If I had a theme phrase to describe my life it would be “Biting off more than I can chew”. My husband has been telling me this since we got married. Whether I was volunteering to throw someone a shower, decorating for their wedding, babysitting their children or remodeling their house, I always tend to overload myself. Here I am, already so busy that I have to be medicated (literally) and I have added blogging to my list. Don’t get me wrong, I love writing…but that is the problem. I have been so excited to get this whole blogging thing up and going, that I have been neglecting other aspects in my life.
This came to light this Sunday at church. While I was supposed to be paying attention to the message, I found myself thinking about writing. Somewhere in the middle of daydreaming about what I wanted to write about next and what I was going to have for lunch…God reached down and punched me like Odor punched Bautista!!!
Ok so, He didn’t really punch me, but sometimes when you get caught doing something else while you’re supposed to be focusing on God it can feel like you have been punch with a big helping of guilt.
This led me to think about my priorities. America is the land of opportunity but that doesn’t mean we need to be all over it like an all you can eat buffet. Priorities are essential to a healthy and happy life…when you have them in the right order.
For the past several weeks, I have been wondering what in the world is wrong with me. My mind is always full. I can’t focus on anything. I have even considered that I have adult ADD. And then, this Sunday, it hit me…I don’t have my priorities in order!
OK so time for the honest to goodness truth. When I evaluated my priorities I would have to say that they look something like this…
WHAT!!! Yes, folks, God was not at the top where he should be…NOT EVEN CLOSE!!! That is the problem! I had been kidding myself. The bible even tells us that God is not a God of confusion but a God of peace in 1 Corinthians 14:33. If I was truly walking with God the way I should, I would have peace instead of this foggy, distracted, forgetful state of mind I have been living with.
God is there by my side every day and I have been taking that for granted and it is time for a change and here is my plan to get my priorities in order.
- Start my day off with God…My former view of this was pulling up my bible app on my phone and listening to my bible while I get ready for work. Sure this was a great idea but I was not really paying attention. God deserves my undivided attention, not just fitting Him in where I can.
Goal-get up 30 minutes early and devote this time to God and Him alone
- Get rid of any and all bitterness…I try my best to abstain from bitterness 90% of the time but every once in a while this tiny little bit will creep in and the next thing you know, there is this wedge between me and God.
- Spend more time doing His work…Like I said, I already have a full plate, where in the world could I find this extra time to make this devotion to God’s work? Easy, I do His work first and the rest will fall in to place. When we devote ourselves to God and His plan for our lives, He will take care of the rest. We will suddenly find the time to do all the things that were being neglected before or we will lose interest in the things that were taking up time but were not glorifying to God in any way.
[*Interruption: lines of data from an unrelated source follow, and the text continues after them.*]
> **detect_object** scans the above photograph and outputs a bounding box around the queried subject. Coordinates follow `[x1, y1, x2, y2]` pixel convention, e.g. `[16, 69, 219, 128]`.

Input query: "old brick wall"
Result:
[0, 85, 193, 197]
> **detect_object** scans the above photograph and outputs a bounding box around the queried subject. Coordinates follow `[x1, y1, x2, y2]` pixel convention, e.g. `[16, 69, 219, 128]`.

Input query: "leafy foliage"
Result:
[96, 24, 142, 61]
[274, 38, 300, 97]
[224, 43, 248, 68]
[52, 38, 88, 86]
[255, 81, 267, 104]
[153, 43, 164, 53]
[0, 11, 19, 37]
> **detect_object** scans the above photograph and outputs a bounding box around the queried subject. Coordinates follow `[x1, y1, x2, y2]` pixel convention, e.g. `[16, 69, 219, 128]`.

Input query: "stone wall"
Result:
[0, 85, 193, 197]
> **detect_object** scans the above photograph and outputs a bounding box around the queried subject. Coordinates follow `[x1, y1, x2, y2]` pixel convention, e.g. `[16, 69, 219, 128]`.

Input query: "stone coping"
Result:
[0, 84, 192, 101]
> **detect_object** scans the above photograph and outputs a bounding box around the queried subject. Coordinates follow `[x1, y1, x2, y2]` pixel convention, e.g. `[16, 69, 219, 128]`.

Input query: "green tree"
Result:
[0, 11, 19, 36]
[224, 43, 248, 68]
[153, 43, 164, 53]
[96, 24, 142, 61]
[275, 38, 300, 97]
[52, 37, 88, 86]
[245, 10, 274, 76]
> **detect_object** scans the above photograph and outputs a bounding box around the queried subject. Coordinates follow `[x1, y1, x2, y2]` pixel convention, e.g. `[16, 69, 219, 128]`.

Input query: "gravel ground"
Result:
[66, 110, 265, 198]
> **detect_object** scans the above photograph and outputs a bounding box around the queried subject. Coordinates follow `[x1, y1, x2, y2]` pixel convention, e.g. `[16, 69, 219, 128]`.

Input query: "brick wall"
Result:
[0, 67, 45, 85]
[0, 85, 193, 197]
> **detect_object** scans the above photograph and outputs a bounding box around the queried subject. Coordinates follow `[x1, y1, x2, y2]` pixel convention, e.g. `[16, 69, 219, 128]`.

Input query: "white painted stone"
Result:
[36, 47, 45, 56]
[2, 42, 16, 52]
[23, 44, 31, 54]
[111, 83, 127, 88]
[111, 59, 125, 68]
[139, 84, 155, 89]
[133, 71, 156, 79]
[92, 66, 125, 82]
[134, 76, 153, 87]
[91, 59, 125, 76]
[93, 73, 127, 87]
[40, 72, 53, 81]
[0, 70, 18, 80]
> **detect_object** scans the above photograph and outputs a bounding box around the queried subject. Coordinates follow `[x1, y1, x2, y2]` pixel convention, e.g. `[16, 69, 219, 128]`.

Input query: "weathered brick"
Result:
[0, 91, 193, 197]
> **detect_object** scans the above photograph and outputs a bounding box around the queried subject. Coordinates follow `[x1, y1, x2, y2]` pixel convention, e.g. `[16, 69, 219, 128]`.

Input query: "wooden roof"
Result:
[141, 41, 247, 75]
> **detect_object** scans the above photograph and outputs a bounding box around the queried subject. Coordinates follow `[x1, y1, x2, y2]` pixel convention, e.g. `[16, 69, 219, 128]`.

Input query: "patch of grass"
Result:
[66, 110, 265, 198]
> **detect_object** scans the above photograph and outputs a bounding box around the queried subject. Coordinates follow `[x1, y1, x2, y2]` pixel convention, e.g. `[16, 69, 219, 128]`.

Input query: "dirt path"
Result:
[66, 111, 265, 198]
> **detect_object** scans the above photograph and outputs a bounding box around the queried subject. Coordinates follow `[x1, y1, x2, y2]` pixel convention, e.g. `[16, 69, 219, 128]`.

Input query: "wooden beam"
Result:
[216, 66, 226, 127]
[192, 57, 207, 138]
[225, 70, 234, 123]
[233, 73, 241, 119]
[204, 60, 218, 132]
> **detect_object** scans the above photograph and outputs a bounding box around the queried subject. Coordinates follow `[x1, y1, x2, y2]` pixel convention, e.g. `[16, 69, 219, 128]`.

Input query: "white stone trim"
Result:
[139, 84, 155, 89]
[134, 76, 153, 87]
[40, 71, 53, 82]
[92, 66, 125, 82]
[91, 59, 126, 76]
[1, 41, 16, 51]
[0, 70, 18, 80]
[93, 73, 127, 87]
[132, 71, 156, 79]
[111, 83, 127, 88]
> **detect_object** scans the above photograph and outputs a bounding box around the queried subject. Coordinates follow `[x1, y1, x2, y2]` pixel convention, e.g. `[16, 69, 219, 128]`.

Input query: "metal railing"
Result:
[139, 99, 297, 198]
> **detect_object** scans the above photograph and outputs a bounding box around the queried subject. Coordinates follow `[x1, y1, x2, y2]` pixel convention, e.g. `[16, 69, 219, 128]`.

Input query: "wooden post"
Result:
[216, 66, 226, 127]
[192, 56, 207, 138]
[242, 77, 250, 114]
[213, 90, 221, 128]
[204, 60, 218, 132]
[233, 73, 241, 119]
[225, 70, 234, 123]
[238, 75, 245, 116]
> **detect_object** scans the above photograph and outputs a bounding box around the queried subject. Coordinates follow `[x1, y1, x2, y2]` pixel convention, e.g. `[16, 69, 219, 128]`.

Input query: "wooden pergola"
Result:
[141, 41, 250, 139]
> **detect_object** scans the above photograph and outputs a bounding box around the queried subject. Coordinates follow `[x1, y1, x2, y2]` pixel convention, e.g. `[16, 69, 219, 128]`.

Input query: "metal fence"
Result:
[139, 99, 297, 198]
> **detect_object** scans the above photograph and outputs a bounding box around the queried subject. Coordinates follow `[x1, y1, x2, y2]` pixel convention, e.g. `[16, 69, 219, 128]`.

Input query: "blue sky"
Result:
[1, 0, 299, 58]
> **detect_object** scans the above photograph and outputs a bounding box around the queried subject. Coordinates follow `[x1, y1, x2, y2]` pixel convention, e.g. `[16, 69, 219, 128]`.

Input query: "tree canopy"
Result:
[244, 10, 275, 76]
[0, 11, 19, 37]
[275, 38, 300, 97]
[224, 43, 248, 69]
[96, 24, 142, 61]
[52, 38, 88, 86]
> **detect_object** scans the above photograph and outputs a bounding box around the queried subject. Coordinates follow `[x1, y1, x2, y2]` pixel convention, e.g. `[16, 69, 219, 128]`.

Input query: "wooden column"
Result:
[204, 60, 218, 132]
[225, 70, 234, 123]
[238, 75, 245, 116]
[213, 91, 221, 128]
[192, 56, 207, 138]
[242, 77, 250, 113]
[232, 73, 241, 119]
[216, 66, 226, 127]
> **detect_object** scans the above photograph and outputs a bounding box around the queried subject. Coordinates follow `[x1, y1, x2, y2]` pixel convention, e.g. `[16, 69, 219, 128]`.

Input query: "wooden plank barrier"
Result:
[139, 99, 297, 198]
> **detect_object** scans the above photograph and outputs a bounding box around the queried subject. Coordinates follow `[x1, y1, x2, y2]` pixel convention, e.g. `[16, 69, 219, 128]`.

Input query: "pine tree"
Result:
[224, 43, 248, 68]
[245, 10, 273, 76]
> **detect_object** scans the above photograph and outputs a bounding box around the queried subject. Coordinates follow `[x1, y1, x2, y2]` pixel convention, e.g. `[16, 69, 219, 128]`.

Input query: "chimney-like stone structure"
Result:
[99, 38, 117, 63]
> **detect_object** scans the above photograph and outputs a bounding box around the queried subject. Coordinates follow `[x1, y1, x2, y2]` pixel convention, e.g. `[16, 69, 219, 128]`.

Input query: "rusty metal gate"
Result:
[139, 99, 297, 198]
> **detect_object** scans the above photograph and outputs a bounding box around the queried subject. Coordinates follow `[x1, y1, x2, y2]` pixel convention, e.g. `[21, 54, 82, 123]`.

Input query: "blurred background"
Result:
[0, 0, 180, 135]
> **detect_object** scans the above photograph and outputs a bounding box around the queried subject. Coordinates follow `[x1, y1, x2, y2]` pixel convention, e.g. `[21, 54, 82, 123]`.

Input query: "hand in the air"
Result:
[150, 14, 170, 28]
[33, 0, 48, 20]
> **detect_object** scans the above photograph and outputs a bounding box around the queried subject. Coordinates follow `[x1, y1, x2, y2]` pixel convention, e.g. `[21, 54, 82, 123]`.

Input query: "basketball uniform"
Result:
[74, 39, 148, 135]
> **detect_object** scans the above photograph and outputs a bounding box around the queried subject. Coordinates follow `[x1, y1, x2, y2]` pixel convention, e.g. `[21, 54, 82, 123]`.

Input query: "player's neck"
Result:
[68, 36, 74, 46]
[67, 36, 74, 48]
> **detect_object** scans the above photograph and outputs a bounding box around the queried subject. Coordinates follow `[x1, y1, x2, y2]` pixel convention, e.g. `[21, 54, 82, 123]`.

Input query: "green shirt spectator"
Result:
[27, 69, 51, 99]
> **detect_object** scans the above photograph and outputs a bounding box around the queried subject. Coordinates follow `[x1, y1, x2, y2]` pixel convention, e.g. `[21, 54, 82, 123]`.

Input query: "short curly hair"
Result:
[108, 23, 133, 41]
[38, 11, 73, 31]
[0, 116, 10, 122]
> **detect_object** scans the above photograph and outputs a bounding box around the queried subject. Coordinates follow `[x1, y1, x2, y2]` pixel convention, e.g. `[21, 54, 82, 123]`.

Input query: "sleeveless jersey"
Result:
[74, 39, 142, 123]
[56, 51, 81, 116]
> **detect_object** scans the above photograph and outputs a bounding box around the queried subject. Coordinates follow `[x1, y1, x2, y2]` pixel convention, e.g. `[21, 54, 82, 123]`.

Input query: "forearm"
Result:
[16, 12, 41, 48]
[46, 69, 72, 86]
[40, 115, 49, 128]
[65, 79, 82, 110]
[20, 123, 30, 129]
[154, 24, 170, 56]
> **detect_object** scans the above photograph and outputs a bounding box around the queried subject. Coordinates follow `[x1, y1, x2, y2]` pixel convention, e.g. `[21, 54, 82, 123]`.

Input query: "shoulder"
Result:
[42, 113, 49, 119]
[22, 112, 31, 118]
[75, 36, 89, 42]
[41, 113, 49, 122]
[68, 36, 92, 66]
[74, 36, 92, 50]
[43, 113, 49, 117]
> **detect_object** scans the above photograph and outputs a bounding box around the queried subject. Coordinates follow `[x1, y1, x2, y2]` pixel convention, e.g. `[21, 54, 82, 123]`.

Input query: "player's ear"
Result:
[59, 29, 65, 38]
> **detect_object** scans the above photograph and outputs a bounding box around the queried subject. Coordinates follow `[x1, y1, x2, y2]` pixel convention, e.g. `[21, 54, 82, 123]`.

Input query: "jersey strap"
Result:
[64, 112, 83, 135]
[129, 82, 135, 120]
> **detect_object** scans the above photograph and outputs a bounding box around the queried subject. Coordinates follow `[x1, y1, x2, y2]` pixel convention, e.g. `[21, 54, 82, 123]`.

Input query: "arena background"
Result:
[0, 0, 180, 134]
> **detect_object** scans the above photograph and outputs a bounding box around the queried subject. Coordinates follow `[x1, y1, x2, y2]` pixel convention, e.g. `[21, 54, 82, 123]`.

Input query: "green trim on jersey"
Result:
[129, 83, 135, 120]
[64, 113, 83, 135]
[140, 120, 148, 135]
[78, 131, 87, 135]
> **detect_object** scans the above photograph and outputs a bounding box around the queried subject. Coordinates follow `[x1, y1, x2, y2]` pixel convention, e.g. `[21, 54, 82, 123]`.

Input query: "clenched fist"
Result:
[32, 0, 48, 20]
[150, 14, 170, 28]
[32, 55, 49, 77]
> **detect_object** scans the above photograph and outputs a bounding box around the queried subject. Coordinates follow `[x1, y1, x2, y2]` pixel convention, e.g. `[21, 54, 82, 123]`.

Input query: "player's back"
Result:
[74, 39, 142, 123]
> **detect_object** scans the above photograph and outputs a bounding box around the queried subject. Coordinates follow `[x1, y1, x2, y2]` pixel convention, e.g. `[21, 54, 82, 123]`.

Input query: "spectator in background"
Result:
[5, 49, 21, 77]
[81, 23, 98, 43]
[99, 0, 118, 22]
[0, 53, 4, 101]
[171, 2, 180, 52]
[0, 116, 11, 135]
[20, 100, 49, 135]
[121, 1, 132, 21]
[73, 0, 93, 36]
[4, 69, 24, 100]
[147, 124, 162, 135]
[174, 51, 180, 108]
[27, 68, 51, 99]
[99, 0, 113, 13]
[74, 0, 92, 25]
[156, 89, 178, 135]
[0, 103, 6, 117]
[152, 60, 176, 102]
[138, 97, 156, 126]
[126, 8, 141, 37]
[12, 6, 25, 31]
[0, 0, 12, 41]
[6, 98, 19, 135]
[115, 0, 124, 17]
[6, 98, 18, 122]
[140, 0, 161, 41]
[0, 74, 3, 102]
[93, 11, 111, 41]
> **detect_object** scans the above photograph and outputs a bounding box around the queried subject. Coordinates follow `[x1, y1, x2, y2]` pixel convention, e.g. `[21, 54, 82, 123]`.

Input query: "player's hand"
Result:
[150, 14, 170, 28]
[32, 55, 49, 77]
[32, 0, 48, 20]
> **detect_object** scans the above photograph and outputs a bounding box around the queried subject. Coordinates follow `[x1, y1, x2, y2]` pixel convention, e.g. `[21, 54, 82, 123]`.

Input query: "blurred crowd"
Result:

- Spend more time worshiping…No I don’t mean praying, I mean worshipping. A while back I was in my car and Christina Perri’s song 1000 years came on, when all of a sudden I found myself in tears. I know that this is not a Christian song per say, but I had imagined God singing that song to me and I just balled. When we don’t take these moments to love and worship God, we are missing out on that intimacy with Him.
- Be more of a servant…this is my biggest downfall and also what leads to bitterness sometimes. Instead of having a servant’s heart, I often find myself feeling either proud about all the things I am accomplishing or feeling sorry for myself. This leads to neglect when it comes to being a servant. Not only does it affect my servant-hood it affects my servant attitude. Getting caught up in my own “to do” list is selfish. God says in Galatians 5:13 “You, my brothers and sisters, were called to be free. But do not use your freedom to indulge the flesh; rather, serve one another humbly in love.
When we have our priorities in place, life goes smoother, we are less stressed, we are more joyful and life is just overall enhanced.